Murkin was the code name chosen by the FBI for their
investigation into the assassination of Dr. Martin Luther King,
Jr., in 1968. Today, 20 years after the fatal shooting of the civil
rights leader, Philip H. Melanson, a renowned authority on American
political assassinations, unveils his own investigation into the
murder. Melanson . . . has done an exhaustively thorough job on the
still-mysterious King assassination. After following Melanson's
meticulous pursuit of seemingly every lead in the case--including
interviews with the men whose names were used as aliases for
alleged killer James Earl Ray--there can be little doubt in the
reader's mind that neither of the two official versions of what
happened could have been the whole truth. The first was the
ever-popular notion of the lone killer: Ray. The second, propounded
by a clearly inept congressional investigation a decade after the
1969 shooting, was that an ill-defined racist conspiracy was behind
the assassination. What seems unarguable is that Ray, a petty
criminal, could not have killed King unaided. There are too many
improbabilities--the source of his carefully chosen Canadian
aliases, the identity of the fat man' who brought him a letter' in
Toronto during his escape, the odd setup at the rooming house from
which the shot was fired. It is Melanson's thesis that there was
high-level intelligence involvement, probably by the CIA, which was
violently alarmed by King's anti-Vietnam stance. "Publisher's
Weekly"
Murkin was the code name chosen by the FBI for the investigation
into the assassination of Dr. Martin Luther King, Jr., in 1968.

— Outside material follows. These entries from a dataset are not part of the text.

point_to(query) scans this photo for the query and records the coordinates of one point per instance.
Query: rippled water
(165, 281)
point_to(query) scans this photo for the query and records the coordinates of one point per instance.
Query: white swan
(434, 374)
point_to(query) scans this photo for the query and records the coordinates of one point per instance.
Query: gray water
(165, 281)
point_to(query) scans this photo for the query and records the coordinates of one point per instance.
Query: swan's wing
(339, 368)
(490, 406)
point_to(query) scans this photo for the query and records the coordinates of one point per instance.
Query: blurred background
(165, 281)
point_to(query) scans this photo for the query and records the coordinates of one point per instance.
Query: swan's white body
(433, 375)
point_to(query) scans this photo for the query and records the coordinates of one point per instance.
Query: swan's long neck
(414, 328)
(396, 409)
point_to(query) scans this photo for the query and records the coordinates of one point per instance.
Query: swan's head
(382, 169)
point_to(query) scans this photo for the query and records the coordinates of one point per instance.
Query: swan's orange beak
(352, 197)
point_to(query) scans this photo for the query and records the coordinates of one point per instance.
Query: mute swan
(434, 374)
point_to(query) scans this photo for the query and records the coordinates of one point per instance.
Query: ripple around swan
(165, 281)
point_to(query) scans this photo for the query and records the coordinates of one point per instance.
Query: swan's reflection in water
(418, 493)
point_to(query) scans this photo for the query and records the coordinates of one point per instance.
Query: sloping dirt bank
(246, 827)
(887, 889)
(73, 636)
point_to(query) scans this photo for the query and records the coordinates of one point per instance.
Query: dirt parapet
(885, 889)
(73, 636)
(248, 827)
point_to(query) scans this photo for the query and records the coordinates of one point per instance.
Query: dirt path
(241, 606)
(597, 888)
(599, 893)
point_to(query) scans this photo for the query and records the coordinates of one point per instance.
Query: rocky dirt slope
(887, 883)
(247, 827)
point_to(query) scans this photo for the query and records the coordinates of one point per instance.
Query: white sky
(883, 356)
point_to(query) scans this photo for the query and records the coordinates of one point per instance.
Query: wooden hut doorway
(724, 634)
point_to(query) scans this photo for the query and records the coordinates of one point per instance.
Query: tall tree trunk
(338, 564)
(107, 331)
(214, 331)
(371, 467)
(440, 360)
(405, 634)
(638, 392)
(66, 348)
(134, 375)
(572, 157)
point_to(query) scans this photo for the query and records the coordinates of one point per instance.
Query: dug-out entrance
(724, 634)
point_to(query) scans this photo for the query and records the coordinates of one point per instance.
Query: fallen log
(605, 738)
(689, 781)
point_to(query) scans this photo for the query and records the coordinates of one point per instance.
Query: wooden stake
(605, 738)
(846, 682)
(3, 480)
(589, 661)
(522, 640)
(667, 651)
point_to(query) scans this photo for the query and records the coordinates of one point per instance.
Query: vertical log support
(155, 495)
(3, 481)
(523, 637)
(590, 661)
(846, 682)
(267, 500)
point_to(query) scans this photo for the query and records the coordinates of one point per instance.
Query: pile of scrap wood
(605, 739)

Today, twenty years after the fatal shooting of the civil rights
leader, Philip H. Melanson, a renowned authority on American
political assassinations, unveils his own investigation into the
murder. Through extensive interviews, research, and Freedom of
Information Act requests, Melanson analyzes the official
investigations, the evidence, the performance of law enforcement
officials, the role of James Earl Ray, and the questions of
conspiracy. Much of the data presented has never before been
published. Based on his detailed investigation, Melanson offers a
revisionist interpretation of the King case, demonstrating that it
remains unsolved.
Melanson argues persuasively that both the FBI's conclusion that
Ray acted alone and the later 1978 House Select Committee on
Assassinations decision that Ray was backed by a conspiracy of St.
Louis-based white supremacists are not supported by the evidence.
Although Melanson concludes that Ray did not, in fact, act alone,
he contends that the official investigations were so flawed that
the conspirators behind him are still unidentified. His own
conclusions regarding the probable source of the conspiracy offer a
sobering indictment of the ways in which powerful interests, left
unchecked, can wreak havoc on American democratic processes.